Milledgeville/Baldwin County: Reviving The Old Mansion
The historic Milledgeville walking tour has 44 stops, starting with the visitors center and followed by the Old Capitol Building, renovated in 2000 and getting a new museum this year. Now home to Georgia Military College, it stands in Gothic splendor, imposing as ever.
Just down the street about four blocks and around a corner, the Old Governor’s Mansion had not fared as well – until recently. It was abandoned in 1868 when the state moved the capitol to Atlanta – for the railroad access and the new South image. It was later given to what is now Georgia College & State University, which used it for its original building and treasures it still.
But in recent decades the building was crumbling. Its original glass windowpanes were put into storage so vandals wouldn’t break them.
Now the windows are back – along with just about everything else to make this Greek Revival mansion as fine as it was when it was built in 1839. “We spared no detail,” says Jim Turner, director of the Old Governor’s Mansion and a history professor at the college.
It took 11 years of planning and painstaking research and $9 million from the state and the Woodruff Foundation. But the restoration was finished and the mansion reopened its doors last year. Already more than 12,000 people have visited. The restoration has won state and national awards and many glowing reviews.
“It’s a very big deal for Milledgeville and the state,” says Matthew Davis, curator of the mansion, which is being run strictly as a house museum and is no longer available for meetings, conferences or cotillions. “This is one of the most accurately restored houses in the Southeast and one of the top 10 in the nation.”
A tour of the house reveals seemingly endless details that have been carefully restored or replicated – from the silver doorknobs and hinges to the 24-karat gold leaf on the interior dome.
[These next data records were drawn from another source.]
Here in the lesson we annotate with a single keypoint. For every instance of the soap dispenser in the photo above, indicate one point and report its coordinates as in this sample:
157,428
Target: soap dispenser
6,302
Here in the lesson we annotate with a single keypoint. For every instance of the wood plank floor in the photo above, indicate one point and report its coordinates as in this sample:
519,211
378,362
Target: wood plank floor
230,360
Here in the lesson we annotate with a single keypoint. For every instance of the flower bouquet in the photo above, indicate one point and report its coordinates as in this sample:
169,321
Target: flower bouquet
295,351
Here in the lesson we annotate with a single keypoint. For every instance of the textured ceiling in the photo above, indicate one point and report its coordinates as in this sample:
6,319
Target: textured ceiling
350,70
“The mansion is a jewel in our crown,” says Jane Sowell, executive director of the Milledgeville-Baldwin County Convention & Visitors Bureau. “I love having it here.”
The mansion was the residence of Georgia’s governors for more than 30 years. It was where Gov. Joe Brown was shaving in his third floor bedroom when Union soldiers came to arrest him. And, for a couple of days in November 1864, it was home to Gen. William T. Sherman, who claimed it as a prize on his march to the sea.
The restoration includes many details of life in the mansion, with furnishings and even personal items from the families of governors in bedrooms, drawing room, parlor and dining rooms. An education building was added on the grounds for tours groups and conferences.
The house is open to the public Tuesday through Saturday from 10 a.m. to 4 p.m. and Sunday 2 p.m. to 4 p.m. Tours begin on the hour. Admission is $10. Curator’s tours are offered every third Tuesday for $15.